Correspondence regarding "Effect of active smoking on the human bronchial epithelium transcriptome"
© Zuyderduyn; licensee BioMed Central Ltd. 2009
Received: 04 February 2008
Accepted: 18 February 2009
Published: 18 February 2009
In the work of Chari et al. entitled "Effect of active smoking on the human bronchial epithelium transcriptome" the authors use SAGE to identify candidate gene expression changes in bronchial brushings from never, former, and current smokers. These gene expression changes are categorized into those that are reversible or irreversible upon smoking cessation. A subset of these identified genes is validated on an independent cohort using RT-PCR. The authors conclude that their results support the notion of gene expression changes in the lungs of smokers which persist even after an individual has quit.
This correspondence raises questions about the validity of the approach used by the authors to analyze their data. The majority of the reported results suffer deficiencies due to the methods used. The most fundamental of these are explained in detail: biases introduced during data processing, lack of correction for multiple testing, and an incorrect use of clustering for gene discovery. A randomly generated "null" dataset is used to show the consequences of these shortcomings.
Most of Chari et al.'s findings are consistent with what would be expected by chance alone. Although there is clear evidence of reversible changes in gene expression, the majority of those identified appear to be false positives. However, contrary to the authors' claims, no irreversible changes were identified. There is a broad consensus that genetic change due to smoking persists once an individual has quit smoking; unfortunately, this study lacks sufficient scientific rigour to support or refute this hypothesis or identify any specific candidate genes. The pitfalls of large-scale analysis, as exemplified here, may not be unique to Chari et al.

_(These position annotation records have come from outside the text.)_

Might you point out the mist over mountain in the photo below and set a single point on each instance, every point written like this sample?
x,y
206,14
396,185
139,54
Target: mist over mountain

I read with interest the recent work, published in BMC Genomics, entitled "Effect of active smoking on the human bronchial epithelium transcriptome" . In this article, the authors present an analysis of gene expression profiles generated using serial analysis of gene expression (SAGE) . The profiles were obtained from samples of the lung epithelium taken from individuals who have never smoked, had quit smoking, or are current smokers. The authors highlight the differences in gene expression between the three groups, with a particular focus on a substantial number of changes that appear to persist after an individual has stopped smoking. These results are intriguing, as they suggest that some etiology is permanently maintained after smoking cessation, that this manifests itself at the level of gene expression, and that such changes may contribute to an increased risk of developing lung cancer. The findings were widely reported in the mainstream media [3, 4]. However, I have serious concerns about the statistical methods the authors employed and, consequently, the validity of the conclusions drawn.
Summary of criticisms.
poor definition of "preferential" expression
introduces unchecked bias from different group sizes
incorrect use of Venn diagram
confounds overall sense of group-specific differences
use of raw tag counts to determine "preferential" expression
introduces unchecked bias from different library sizes
data filtered using criteria that includes variable to be tested
pre-selects for data more likely to be found significant, confounding estimated of false discovery rate (FDR)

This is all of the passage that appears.